All are matched to an eight-speed auto.
We drove the base petrol and the diesel and were impressed with the performance of both. The diesel has plenty of low-down shove and was reasonably quiet, although our drive consisted mainly of freeway and country roads.
The 2.0 suits the character of the car better, though. It's a lively unit that likes to rev and it has a sporty snarl when pressed. The auto helps with intuitive, quick shifts.
The seats have good side support and you sit low in the seat, which helps to create a sporty feel.
Both cars felt nimble through the corners and comfortable yet composed over bumps, although most of the drive was on smooth roads. We'll reserve final judgment until the local drive early next year.
The steering is sharp and accurate, if lacking the weight and feedback of a 3 Series.

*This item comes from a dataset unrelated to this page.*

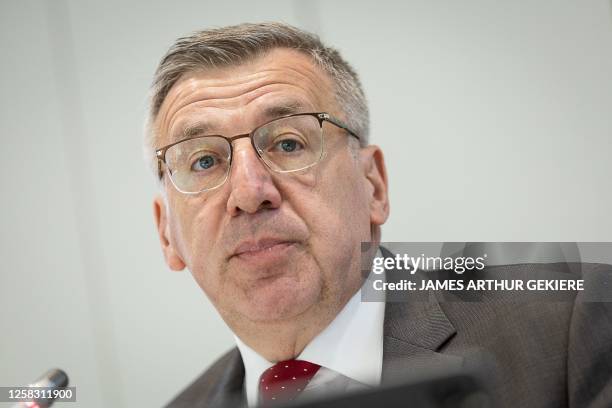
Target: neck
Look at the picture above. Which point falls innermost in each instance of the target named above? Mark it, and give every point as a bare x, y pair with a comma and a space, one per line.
285, 339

Driving enjoyment is enhanced by a cabin that wraps around the driver. The seats have good side support and you sit low in the seat, which helps to create a sporty feel.
The flat bottomed steering wheel is a good size and the minimalist approach to knobs and buttons is welcome. The screen menus are operated by a rotary knob, with menus that are logical and easy to navigate.
Passengers aren't forgotten, either, with decent rear legroom and a separate rear sunroof.
The car isn't perfect, though. The quality of the seat coverings and door trims is up there with the Germans but some switches and knobs feel a little cheap, while the centre display screen is small and lacks the clarity of its German rivals — the reversing camera, in particular, is too small.
The airconditioning in both cars we tested felt as if it would struggle with the demands of an Australian summer. We had both on a setting that would have created a blizzard in a Toyota. There were a couple of fit and finish issues as well.